L'Halloween est arrivée à Montréal deux semaines plus tôt que prévu. Hier soir, au Théâtre Saint-Denis, Vincent Furnier, alias Alice Cooper, a offert une performance qui imposait le respect.

Le père du «shock rock» est moins grotesque que certains peuvent le penser. En tous cas, moins que son confrère (et ami) Ozzy Osbourne qui, bien qu'ayant le même âge, paraît sur scène presque un siècle plus vieux... Non, Monsieur Cooper ne donne pas dans la facilité. Il y a du travail, du sérieux, dans la démarche du bonhomme, ça se voit dès l'intro.

 

Sur des émoluments de guitares électriques, les lumières se sont tamisées pendant qu'un projecteur éclairait par derrière un rideau masquant la scène. Par un jeu d'ombres chinoises, on voit Alice Cooper faire déjà sa première victime, lui assénant un coup de poignard. Le rideau tombe, la victime écroulée repose devant la batterie (quatre chansons plus tard, de sinistres personnages viendront la chercher en civière), et l'orchestre de poilus se lance dans No More Mr. Nice Guy - de Billion Dollar Babies (1973), classique parmi de nombreux autres classiques (I'm Eighteen, Welcome to My Nightmare, Only Women Bleed, jouées hier soir) faits de blues, de rock, de boogie et de cauchemars.

C'est ainsi qu'Alice Cooper doit être vu comme un esthète. Son souci du détail va plus loin que la chanson bien construite, la mélodie qui reste dans la tête ou le riff de guitare efficace (et terriblement bien envoyé hier soir). Tout est dans la manière d'illustrer les histoires qu'il nous chante.

Évidemment, celles-ci se terminent rarement bien, et l'illustration créée sur scène est forcément sanguinolente, brutale, mais à la fois romantique.
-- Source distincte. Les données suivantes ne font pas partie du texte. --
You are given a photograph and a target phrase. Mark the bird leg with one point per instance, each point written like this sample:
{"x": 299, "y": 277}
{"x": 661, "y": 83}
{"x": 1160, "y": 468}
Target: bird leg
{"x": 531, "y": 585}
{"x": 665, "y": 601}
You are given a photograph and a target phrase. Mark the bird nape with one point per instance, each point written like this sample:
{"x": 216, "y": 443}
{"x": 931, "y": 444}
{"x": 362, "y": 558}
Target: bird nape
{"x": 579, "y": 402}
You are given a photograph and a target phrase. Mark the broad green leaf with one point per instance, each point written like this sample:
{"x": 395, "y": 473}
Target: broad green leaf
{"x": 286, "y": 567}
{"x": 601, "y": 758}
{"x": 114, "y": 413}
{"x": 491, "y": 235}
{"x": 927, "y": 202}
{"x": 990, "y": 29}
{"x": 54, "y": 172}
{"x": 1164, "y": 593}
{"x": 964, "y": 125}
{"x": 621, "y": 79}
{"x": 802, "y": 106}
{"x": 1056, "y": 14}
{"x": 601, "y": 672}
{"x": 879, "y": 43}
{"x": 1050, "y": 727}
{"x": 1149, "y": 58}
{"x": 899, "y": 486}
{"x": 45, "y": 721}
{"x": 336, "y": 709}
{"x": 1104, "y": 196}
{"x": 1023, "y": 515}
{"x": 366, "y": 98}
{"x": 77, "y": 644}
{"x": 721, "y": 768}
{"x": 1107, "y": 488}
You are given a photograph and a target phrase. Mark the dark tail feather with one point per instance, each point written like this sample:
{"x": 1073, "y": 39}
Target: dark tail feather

Alice Cooper n'a pas inventé le heavy metal - son style musical est d'ailleurs plus près de celui des Rolling Stones que de Pantera, mettons - , il a plutôt contribué à façonner son imaginaire. À donner à l'épithète «gothique» une place à côté du mot «rock».

Mais cet imaginaire ne serait pas grand-chose s'il n'était pas servi par un interprète aussi passionné. Alice Cooper est autant chanteur, harmoniciste, compositeur qu'acteur, ses chansons mises en scène passent parfois pour de l'opéra-vaudeville.

Il y a changement de costume, invasion d'inquiétantes amazones, meurtre sur scène (suivi d'un solo de danse assez élaboré, gracieuseté de sa fille Calico Cooper!), arrestation du tueur puis sa mise à mort. C'est immuable, tous les spectacles d'Alice Cooper se terminent par sa condamnation; cette fois, c'était la potence, tirée sur scène par ses bourreaux! Heureusement, il nous est revenu pour la chanson School's Out et un bon rappel. Théâtral, défoulatoire, spectaculaire, le concert d'hier soir rappelait que le rock serait beaucoup plus plate sans Alice Cooper. Respect.